La propagande socialiste n'a jamais rencontré d'opposition décidée. La critique dévastatrice par laquelle les économistes ont montré la futilité et l'impraticabilité des plans et de doctrines socialistes, ne parvenait pas jusqu'aux hommes qui forment l'opinion publique. Les universités étaient pour la plupart dominées par des pédants socialistes ou interventionnistes, non seulement en Europe continentale, où les universités étaient la propriété de l'État et dirigées par lui, mais même dans les pays anglo-saxons. Les hommes politiques et les hommes d'État, anxieux de perdre leur popularité, étaient tièdes dans leur défense de la liberté. La politique d'apaisement, tant critiquée lorsqu'elle fut appliquée aux nazis et aux fascistes, fut pratiquée universellement et pendant des décades à l'égard de toutes les variétés de socialisme. C'est à cause de ce défaitisme que la jeune génération croyait que la victoire du socialisme était inévitable.

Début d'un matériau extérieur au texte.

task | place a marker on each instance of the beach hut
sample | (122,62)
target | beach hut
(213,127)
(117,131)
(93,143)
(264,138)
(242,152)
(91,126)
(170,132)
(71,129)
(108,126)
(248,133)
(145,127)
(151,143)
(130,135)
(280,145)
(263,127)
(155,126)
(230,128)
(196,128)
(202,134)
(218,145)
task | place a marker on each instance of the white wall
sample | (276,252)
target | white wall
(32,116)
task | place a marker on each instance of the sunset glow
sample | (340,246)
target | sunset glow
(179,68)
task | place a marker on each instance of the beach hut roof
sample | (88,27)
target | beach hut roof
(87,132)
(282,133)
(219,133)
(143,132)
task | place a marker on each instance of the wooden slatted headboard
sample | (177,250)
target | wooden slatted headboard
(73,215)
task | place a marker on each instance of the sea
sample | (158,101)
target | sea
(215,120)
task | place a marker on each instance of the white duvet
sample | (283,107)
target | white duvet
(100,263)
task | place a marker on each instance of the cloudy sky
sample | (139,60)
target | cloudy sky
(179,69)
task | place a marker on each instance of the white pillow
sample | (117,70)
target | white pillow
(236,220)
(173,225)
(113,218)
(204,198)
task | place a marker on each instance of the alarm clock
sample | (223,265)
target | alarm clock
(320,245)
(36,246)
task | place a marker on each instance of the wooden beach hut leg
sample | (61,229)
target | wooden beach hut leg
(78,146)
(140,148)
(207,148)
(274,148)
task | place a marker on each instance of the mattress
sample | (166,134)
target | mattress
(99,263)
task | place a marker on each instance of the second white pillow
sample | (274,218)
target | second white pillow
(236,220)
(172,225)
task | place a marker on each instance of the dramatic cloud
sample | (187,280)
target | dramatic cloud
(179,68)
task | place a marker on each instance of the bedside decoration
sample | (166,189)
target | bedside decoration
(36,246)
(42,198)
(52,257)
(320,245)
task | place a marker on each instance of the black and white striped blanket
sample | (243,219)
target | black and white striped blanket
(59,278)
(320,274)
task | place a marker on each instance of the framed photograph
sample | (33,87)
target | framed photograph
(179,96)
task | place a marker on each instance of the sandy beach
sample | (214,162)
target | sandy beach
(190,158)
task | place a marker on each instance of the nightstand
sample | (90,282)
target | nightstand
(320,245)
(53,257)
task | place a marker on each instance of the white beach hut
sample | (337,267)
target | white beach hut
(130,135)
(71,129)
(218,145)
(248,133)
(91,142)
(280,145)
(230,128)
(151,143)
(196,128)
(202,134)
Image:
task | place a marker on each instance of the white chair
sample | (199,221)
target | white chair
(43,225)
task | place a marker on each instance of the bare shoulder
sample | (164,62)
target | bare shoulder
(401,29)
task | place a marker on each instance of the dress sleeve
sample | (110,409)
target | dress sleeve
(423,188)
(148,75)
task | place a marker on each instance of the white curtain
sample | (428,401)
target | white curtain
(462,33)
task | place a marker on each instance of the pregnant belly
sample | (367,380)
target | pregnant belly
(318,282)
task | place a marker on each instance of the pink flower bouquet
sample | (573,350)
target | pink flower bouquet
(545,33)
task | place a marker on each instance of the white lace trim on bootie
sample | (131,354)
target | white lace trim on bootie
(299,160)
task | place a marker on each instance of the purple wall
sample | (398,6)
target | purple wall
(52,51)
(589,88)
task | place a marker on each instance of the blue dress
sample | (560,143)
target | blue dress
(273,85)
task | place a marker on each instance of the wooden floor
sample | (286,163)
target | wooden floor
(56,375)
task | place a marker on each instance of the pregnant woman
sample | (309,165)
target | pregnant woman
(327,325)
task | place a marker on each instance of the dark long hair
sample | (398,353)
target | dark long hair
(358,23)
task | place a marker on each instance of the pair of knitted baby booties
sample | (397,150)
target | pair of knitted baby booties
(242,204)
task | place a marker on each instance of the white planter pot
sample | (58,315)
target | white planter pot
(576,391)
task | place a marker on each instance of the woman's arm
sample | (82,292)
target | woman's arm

Il n'est pas vrai que les masses demandent avec véhémence l'introduction du socialisme et qu'il n'y ait pas de moyen de leur résister. Les masses soutiennent le socialisme, parce qu'elles se fient à la propagande socialiste des intellectuels. Ce sont les intellectuels, et non la populace, qui forment l'opinion publique. C'est une mauvaise excuse des intellectuels que de déclarer qu'ils doivent céder aux masses. Ils ont eux-mêmes engendré les idées socialistes et les ont enseignées aux masses. Aucun prolétaire ou fils de prolétaire n'a contribué à l'élaboration des programmes interventionnistes et socialistes. Les auteurs furent tous d'origine bourgeoise. Les écrits ésotériques du matérialisme dialectique, de Hegel, le père à la fois du marxisme et du nationalisme agressif allemand, les livres de George Sand, de Gentile et de Spengler ne furent pas lus par l'homme moyen ; ils n'influencèrent pas directement les masses. Ce furent les intellectuels qui les rendirent populaires.

Les chefs intellectuels des peuples ont produit et propagé les sophismes qui sont sur le point de détruire la liberté et la civilisation de l'occident. Les intellectuels seuls sont responsables des exterminations en masse qui constituent le trait caractéristique de notre siècle. Eux seuls peuvent changer la marche des événements et construire le chemin pour une résurrection de la liberté.

Ce ne sont pas des « forces productives matérielles », mais la raison et les idées qui déterminent le cours des affaires de l'humanité. Ce qu'il faut pour arrêter ce penchant pour le socialisme et le despotisme, c'est le bon sens et le courage moral.